An attractive benefit plan can play a fundamental role in recruiting and retaining qualified staff. And, when trying to save for the future, a 401(k) retirement savings plan can help employees attain their retirement objectives on a tax-advantaged basis. Named for the section of the Internal Revenue Code (IRC) that created it, a 401(k) plan may be one of the most popular and valuable fringe benefits available. Although the technical aspects of 401(k)s can be complex, the advantages can be far-reaching, including the following:
- Plan participants receive a tax deferral for earnings on the contributions they make to their specific accounts under the plan, as well as for those made by employers on their behalf.
- Some employers offer matching contributions up to a certain percentage. This provides the plan participant with the opportunity to further enhance the tax-deferred accumulation of his or her plan assets.
- Plan participants may select from a variety of funding options. In addition, most plans allow employees to change their funding options over time to reflect their individual requirements.
- Since plan contributions are typically made on a pre-tax basis (subject to certain limitations), funds going into the plan are deducted from the employee’s salary before Federal income taxes. Consequently, by lowering taxable salary, participants are able to lower their Federal income tax each year they participate in the plan.
- Some plans also allow employees to make after-tax contributions (subject to certain limitations). While these contributions do not lower the current year’s income tax, as do pre-tax contributions, after-tax contributions also accumulate earnings on a tax-deferred basis.
How 401(k)’s Work
401(k) plans are commonly referred to as defined contribution plans, because each plan participant has a separate account to which a specific or “defined” contribution is made. Employees determine how much they wish to contribute (not to exceed contribution limitations) and are able to choose among a variety of funding options offered by the plan.
In addition, employers may also contribute to employee accounts by matching a percentage of employee contributions. The advantage of matching contributions generally depends on the level of the match and the employer’s “vesting” requirements. Vesting refers to the employee’s entitlement to the funds in the plan. On the other hand, an employer’s matching contributions may vest according to the employee’s length of service. Therefore, an employer can arrange his or her contributions to follow a vesting schedule that rewards loyalty by fully vesting plan participants after a specified number of years (e.g., after three years).
As with all retirement plans, 401(k) plans have certain restrictions. For instance, the contributions of highly compensated employees (HCEs) may be limited if lower paid employees do not contribute a sufficient amount. Every year, plan administrators must perform “top-heavy” tests to determine the maximum amount highly compensated employees may contribute.
Another restriction involves taxes. Plan participants are subject to income taxes when they withdraw the funds. (After-tax contributions are not subject to further taxation when withdrawn). Withdrawals usually occur at retirement, when plan participants are more likely to be in a lower tax bracket. Withdrawals prior to age 59 1/2 are only available under certain circumstances and, when available, may be subject to a 10% Federal income tax penalty.
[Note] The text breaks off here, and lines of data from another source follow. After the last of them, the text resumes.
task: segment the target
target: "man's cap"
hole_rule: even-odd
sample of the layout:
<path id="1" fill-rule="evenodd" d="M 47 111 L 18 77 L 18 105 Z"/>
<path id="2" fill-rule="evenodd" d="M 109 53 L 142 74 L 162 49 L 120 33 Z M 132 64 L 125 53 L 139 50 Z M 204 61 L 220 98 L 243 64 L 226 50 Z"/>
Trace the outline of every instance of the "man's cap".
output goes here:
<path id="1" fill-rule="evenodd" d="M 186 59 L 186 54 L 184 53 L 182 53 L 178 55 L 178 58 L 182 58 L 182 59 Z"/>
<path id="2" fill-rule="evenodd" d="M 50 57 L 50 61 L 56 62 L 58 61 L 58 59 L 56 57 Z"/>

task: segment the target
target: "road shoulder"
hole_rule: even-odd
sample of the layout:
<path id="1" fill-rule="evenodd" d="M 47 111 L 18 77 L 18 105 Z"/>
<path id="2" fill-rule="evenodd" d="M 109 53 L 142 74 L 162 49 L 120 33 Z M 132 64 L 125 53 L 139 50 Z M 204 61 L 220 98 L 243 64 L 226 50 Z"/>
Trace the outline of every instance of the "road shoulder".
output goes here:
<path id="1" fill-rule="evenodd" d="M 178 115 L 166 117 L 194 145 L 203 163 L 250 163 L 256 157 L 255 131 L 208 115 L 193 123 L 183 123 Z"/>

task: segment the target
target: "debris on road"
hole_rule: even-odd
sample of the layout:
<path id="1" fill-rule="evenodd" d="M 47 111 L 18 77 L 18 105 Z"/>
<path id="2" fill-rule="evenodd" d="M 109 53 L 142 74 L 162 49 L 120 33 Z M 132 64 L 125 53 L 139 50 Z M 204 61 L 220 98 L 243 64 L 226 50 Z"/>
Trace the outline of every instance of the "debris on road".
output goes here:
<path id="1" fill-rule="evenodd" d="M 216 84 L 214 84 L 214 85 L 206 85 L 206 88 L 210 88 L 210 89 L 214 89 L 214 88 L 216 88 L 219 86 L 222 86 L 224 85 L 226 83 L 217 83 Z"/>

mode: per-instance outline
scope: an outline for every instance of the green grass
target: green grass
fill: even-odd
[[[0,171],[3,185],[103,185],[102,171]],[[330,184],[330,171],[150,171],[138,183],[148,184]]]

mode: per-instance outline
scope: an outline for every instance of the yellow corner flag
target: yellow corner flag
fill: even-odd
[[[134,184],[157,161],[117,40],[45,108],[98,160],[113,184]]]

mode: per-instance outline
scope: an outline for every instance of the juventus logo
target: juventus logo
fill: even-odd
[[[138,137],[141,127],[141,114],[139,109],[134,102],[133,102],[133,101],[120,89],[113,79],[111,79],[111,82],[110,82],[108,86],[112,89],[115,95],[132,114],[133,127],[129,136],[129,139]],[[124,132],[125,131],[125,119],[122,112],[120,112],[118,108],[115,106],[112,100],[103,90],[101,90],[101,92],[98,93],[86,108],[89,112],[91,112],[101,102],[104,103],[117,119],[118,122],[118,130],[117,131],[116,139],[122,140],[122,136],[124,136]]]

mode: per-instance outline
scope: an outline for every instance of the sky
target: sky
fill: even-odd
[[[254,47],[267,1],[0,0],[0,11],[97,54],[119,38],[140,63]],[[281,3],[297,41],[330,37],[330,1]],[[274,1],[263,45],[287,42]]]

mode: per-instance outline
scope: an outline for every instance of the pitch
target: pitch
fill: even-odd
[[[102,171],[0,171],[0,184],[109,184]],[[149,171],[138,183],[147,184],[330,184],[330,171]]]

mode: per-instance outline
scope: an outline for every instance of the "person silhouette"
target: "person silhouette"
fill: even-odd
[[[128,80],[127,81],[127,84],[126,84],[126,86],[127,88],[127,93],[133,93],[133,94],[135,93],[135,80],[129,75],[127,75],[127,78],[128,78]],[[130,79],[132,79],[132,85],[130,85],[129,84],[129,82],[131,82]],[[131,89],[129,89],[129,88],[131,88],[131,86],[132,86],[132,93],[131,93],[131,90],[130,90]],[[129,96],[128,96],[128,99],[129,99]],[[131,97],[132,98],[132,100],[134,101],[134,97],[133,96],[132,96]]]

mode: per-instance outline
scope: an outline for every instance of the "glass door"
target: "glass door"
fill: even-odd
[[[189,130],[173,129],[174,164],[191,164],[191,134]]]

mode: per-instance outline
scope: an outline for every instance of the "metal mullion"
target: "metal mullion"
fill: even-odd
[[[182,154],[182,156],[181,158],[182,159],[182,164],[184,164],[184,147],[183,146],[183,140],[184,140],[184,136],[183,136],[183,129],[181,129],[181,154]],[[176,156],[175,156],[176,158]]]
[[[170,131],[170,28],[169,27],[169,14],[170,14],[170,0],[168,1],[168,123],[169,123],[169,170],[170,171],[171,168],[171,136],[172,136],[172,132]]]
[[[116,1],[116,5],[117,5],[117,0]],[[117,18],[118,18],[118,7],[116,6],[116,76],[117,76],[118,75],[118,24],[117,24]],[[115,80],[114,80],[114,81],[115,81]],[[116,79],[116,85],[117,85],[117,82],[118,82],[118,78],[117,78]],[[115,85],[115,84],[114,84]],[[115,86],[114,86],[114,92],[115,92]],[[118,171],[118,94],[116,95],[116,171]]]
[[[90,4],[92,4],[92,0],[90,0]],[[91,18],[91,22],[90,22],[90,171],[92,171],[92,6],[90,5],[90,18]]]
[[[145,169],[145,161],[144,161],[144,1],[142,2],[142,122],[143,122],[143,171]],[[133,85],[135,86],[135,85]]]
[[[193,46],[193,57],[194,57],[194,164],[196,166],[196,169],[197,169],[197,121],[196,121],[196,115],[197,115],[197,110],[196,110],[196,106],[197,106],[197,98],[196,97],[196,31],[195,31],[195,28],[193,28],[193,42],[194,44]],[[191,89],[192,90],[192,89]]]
The distribution penalty, however, may not apply to participants who are age 55 or older. However, for specifics on penalties, be sure to contact your plan administrator. The best employees seek out employers who offer the best opportunities. Tax-deferred saving through an employer-sponsored 401(k) plan may be one way for employees to build a retirement nest egg. When combined with income from other sources, such as a pension, Social Security, and personal savings, plan participants may be able to achieve a level of financial security consistent with their retirement objectives.